A New Service Called wash Offers “Policy Objection-backgle-back minutes” to people upset about planning applications near their homes.
It uses AI to scan planning applications and check for grounds for opposition, ranking them as “high”, “medium” or “medium” impact. It automatically generates objection letters, written speeches to deliver to planning committees, and even AI-produced videos that “influence councillors”.
Kent Resperses Ana and Paul George designed the system after they estimated hundreds of hours trying to navigate the planning process of their house in a mosque.
For £45-a-time, they offer the tool to people who, like them, cannot afford a specialist lawyer to help navigate the Labyrinthine planning laws. They said it would help “everyone have a voice, to level the playing field and make the whole process fair”.
It’s a modest business but it’s not alone. A similar service, planning on planningobjection.com, promotes £99 made-to-order letters with the tagline “Stop whining and move”.
There are also community campaigns Supporters are encouraged to use chatgpt in response letters On Facebook, claims that it is like “a planning solicitor at your fingertips”.
A leading planning lawyer has warned of such AIS as “Supercharge Nimbyism” and if they are overused it could lead to planning submissions.
Sebastian Charles said that his firm, Aardvark Planning Law, has seen objections to AI planning applications in previous cases and appeals to a human lawyer, nothing.
“The disaster is the decisions made on the wrong basis,” he said. “The elected members who make the final decisions easily believe in the proposed AI plans made by members of the public, even if they are full of case law and regulations.”
Hannah George, a co-founder of Objector, denied the platform is about automatic nimbyism.
“It’s close to creating a fair planning system,” he said. “For now, from our experience, no.

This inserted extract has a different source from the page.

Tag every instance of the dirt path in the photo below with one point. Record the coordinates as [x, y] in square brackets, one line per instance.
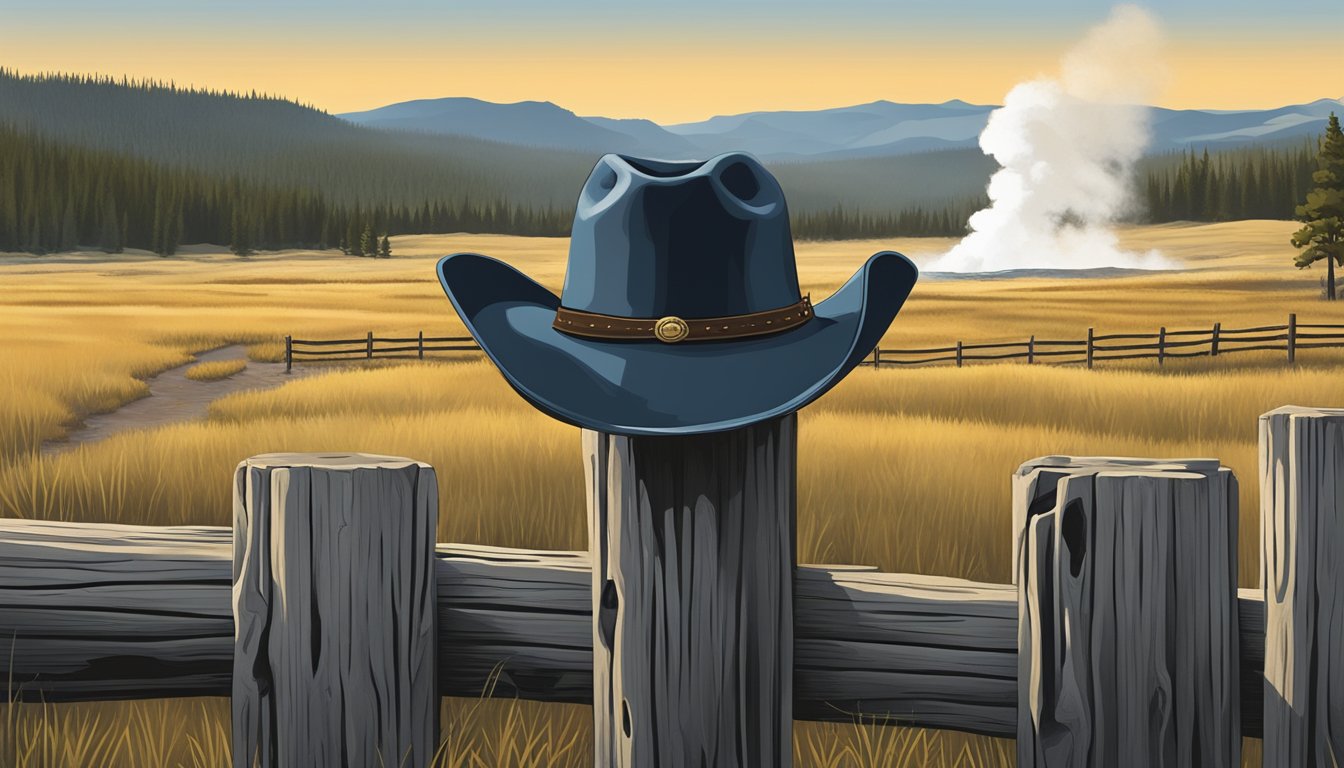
[174, 397]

And with the government on this ‘build, baby, build’ mission, we see a way.”
The oblistor said while the errors AI-NEDERS, a variety of AI models and analyzed the results of the reduction of the “Terms used in things.
The current work system is designed to solve small planning applications, for example, changing a local office building or extension of a neighborhood. An ability to challenge more extensive applications, such as a residential home on Greenbelt Land, is in development, George said.

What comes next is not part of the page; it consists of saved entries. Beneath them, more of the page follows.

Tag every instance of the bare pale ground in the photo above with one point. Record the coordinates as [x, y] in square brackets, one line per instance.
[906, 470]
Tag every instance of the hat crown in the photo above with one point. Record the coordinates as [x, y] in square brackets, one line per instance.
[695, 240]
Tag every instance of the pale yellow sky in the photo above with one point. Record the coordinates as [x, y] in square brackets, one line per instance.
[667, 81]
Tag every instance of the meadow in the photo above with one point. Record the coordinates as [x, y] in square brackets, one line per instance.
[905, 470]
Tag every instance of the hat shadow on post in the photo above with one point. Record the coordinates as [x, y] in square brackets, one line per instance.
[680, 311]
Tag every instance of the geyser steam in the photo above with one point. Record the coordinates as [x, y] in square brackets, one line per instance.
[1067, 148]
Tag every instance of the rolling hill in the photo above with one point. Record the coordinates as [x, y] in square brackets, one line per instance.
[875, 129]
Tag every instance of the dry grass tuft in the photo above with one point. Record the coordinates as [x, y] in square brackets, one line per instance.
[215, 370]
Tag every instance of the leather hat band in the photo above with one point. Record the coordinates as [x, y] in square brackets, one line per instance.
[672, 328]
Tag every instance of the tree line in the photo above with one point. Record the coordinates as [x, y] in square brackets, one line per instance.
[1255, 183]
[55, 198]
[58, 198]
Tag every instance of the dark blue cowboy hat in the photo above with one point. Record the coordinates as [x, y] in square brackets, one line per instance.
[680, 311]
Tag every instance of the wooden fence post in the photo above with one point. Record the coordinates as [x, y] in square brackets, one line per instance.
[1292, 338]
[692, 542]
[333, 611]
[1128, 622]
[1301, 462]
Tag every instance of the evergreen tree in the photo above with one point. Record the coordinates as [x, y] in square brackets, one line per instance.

The Labor government has promoted Ai as a solution to clearing planning backlogs. Recently launched a tool called tookwhich aims to speed up planning processes and help the government carry out its mission of building 1.5M new homes.

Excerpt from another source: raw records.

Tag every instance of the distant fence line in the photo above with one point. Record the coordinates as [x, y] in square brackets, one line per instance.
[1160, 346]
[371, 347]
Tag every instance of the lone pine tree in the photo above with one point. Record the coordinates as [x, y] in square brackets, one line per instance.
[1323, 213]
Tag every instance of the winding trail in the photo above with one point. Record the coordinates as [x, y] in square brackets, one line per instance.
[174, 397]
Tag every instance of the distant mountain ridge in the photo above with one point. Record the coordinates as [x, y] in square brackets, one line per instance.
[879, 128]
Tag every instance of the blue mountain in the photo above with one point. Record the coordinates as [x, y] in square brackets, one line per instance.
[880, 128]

But there may be an “Arms Race” developing, said John Myers, the Director of the Yimbiy Alliance, a campaign that calls for more houses to be built with the support of local communities.
“These are objections to turbocharge planning applications and lead to people finding ambiguous reasons. [for opposing developments] that they had never seen before,” he said.
A new dynamic could emerge “where one side tries to deploy AI to speed up the process, and the other side stops AI to prevent it,” he said. “I don’t see the end of that until we find a way to add the improvements that people want.”
The government may have an AI system that may respond to an increase in AI objections. It launches an AI Tool consultwhich analyzes the responses to public consultations.
This was done in anticipation of “widespread adoption of multiple language models [such as that used by Objector] likely to increase the number of responses that attracted consultations “.
Paul Smith, the managing director of the strategic land group, a consultancy, this month reported the increasing use of AI by people to oppose applications.
“Objections to AI have undermined the entire rationale for public consultation,” he wrote in the construction magazine. “Local communities, we are told, know their areas best…so, we need to ask them what they think.
“But if all local residents do is decide they don’t like the scheme before uploading the application documents to a computer to find out why they didn’t ask for them?”